In 1969, I began college. I started learning about art, writing and history. I didn't know how those lessons had affected me until much later.
Norris Church Mailer's book was a retrospective, a trip backward to know how far I've come.
Thursday, September 6, 2007
DECLARATION
I declare my independence.
For too long, I held back words
because of what someone
might think.
Now I say, listen.
If my words are cold, all is well.
Ice has its purpose.
If my words are hot, I am hot also.
I am magma, steam, essence flowing.
I am all that I am and nothing more,
Nothing less.
I'm neither Faulkner nor Fitzgerald,
Neither Pound or Porter.
I am my own voice, singing my song
Into the night air.
I will not be silent.
I will speak.
Unleashed!
I wrote deeper than I've ever written. I forgot what the lady down the street might think of me and, with one exception, posted everything on my blog, except one. I thought it was too explicit to put online. Guess I have another step to go in my "outing" as a freethinking poet.

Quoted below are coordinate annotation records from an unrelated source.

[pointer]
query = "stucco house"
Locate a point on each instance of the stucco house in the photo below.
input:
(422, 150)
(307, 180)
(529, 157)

I'm not certain what makes someone GOOD and someone NOT GOOD as a writer. Imagery? metaphor? subject matter? ability to expression them all? Or, maybe, just the nerve to put it on the page and say, "there it is."
Today I am rung out and home. The residuals of last night are still with me. I want to write something about Pavarotti today, that wonderful stilled voice.
I am thankful all who have helped me develop my own voice. It's about time.